The Show All button leads to the Policies page.
Active Interfaces by Policy
The table contains the following columns:
- DMF Interface Name: The DMF name of the switch interface.
- Role: The role of the interface.
- Policy Name(s): A list of the policies associated with the interface.
- Bit Rate: The bit rate of the interface.
- Packet Rate: The packet rate of the interface.
The Show All button leads to the DMF Interfaces page.
Sort the table by each column; DMF sorts the items in descending bit rate order by default.
Smart Node Health
Recorder Node
- Recorder Node Name
- IP Address
- MAC Address
- Recording
- Indicates the status of the Recorder Node recording configuration, either Yes or No.
- Storage Utilization
- Index and Packet disk storage utilization % (percentage) using the following colors:
- Red means the utilization percentage is greater than 95%.
- Yellow means the utilization percentage is greater than 70%.
- Green means the utilization percentage is less than 70%.
- Free and Total Disk Usage
-
Backup Storage Utilization
-
Index and Packet backup disk storage utilization % (percentage) using the following colors.
-
Red means the utilization percentage is greater than 95%.
-
Yellow means the utilization percentage is greater than 70%.
-
Green means the utilization percentage is less than 70%.
-
-
Virtual Disk Health
-
Status of Index and Packet virtual disks:
-
Green means the virtual disk’s health is good.
-
Red means the value of the virtual disk’s health is bad.
-
-
Recorder Node Fabric Interface
-
Shows the DMF interface name and its status where the Recorder Node connects to the DMF Fabric.
-
- Switch, Interface, and status
-
Zero Touch State
-
Alerts
-
Errors and warnings for the Recorder Node - Hovering over an error displays additional information about the errors and warnings.
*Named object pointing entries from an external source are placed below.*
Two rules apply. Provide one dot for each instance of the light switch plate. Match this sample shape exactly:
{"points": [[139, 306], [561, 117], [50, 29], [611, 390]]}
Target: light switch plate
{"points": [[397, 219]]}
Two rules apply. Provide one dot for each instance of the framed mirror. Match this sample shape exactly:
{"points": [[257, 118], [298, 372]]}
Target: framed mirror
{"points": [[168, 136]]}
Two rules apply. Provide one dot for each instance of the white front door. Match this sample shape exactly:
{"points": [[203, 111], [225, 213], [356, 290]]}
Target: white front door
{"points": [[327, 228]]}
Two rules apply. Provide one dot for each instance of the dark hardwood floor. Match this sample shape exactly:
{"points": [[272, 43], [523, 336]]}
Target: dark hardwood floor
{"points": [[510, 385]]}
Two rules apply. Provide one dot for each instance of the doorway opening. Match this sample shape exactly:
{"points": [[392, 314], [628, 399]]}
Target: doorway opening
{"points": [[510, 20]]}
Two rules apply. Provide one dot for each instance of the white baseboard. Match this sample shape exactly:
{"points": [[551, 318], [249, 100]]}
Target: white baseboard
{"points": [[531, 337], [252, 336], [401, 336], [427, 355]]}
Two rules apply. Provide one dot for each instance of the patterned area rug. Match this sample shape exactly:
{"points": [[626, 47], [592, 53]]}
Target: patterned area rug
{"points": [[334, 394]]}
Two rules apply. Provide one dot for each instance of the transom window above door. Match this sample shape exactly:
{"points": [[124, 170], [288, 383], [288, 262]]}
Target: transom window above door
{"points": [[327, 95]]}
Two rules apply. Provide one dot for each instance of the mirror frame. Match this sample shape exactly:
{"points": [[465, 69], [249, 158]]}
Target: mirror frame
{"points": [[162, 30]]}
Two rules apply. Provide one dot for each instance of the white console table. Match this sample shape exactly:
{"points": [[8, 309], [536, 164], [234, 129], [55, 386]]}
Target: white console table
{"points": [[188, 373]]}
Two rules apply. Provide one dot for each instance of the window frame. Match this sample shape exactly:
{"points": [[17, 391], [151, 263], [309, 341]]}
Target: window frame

The View All link leads to the Recorder Node page.
Service Node
- Service Node Name
- IP Address
- Service Node Interface Load
- Zero Touch State
- Interface Name
- Service Name
- Action
The View All link leads to the Service Node page.
Analytics Node
- IP Address: The configured Analytics Node IP address.
- Clicking on the IP Address opens the Analytics Node UI.
- Redis Status
- Displays the status in green if healthy, along with the last updated timestamp.
- Displays the status in red if unhealthy, along with the latest updated timestamp.
- Replicated Redis Status
- Displays the status in green if healthy, along with the latest updated timestamp.
- Displays the status in red if unhealthy, along with the latest updated timestamp
The View Details link leads to the Analytics Node details page.
Refreshing Data
Data automatically refreshes every minute, and interface topology data automatically refreshes every 10 seconds.
Manually refresh dashboard data using the Refresh button.
Empty State
When there are no provisioned switches, DANZ Monitoring Fabric (DMF) Interface Utilization and Top DMF Interfaces by Traffic will display an Empty Component.
Top Policies will display an Empty Component if no policies exist.
Policies Usage by Traffic displays the same Empty Component as Top Policies.